Ratings6
Average rating4
“Reading has saved my life, again and again, and has held my hand through every difficult time.”
Cathy Rentzenbrink tells the story of her life through the books she read. Even during the hardest times, it was books that pulled her through.
At the end of each chapter is a list of recommended reads.
From being inspired to move to Paris by Flaubert's Parrot, to starting a book blog after reading How To Be A Woman, this gentle, cozy book reaffirmed for me the unique magic of a reader's life. Told as a kind of bookish memoir with topical recommendations at the end of each chapter, I ate this up rather quickly and was left with a desire to 1) read all the books!, 2) move to Cornwall, and 3) open up a bookshop. My one caveat is that the author's reading recommendations skewed pretty Anglo- and European-centric. Overall, it was an enjoyable book about books.

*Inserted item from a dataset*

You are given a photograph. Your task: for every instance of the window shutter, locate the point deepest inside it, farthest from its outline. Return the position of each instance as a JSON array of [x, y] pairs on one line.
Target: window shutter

I've been a voracious reader all my life, so I am probably right in the target market for this amiable and chatty memoir of a life around books. Rentzenbrink mixes autobiography with easy conversation about her favourite books. Her family, especially her father, are well drawn and charming, and there are little nuggets of joy to be had when she alights on a book that you also love. It's a great comfort read, warm and inclusive, with no “oh, you haven't read Proust?” snobbery. My only real complaint is that it's too brief, I could have read twice as much again.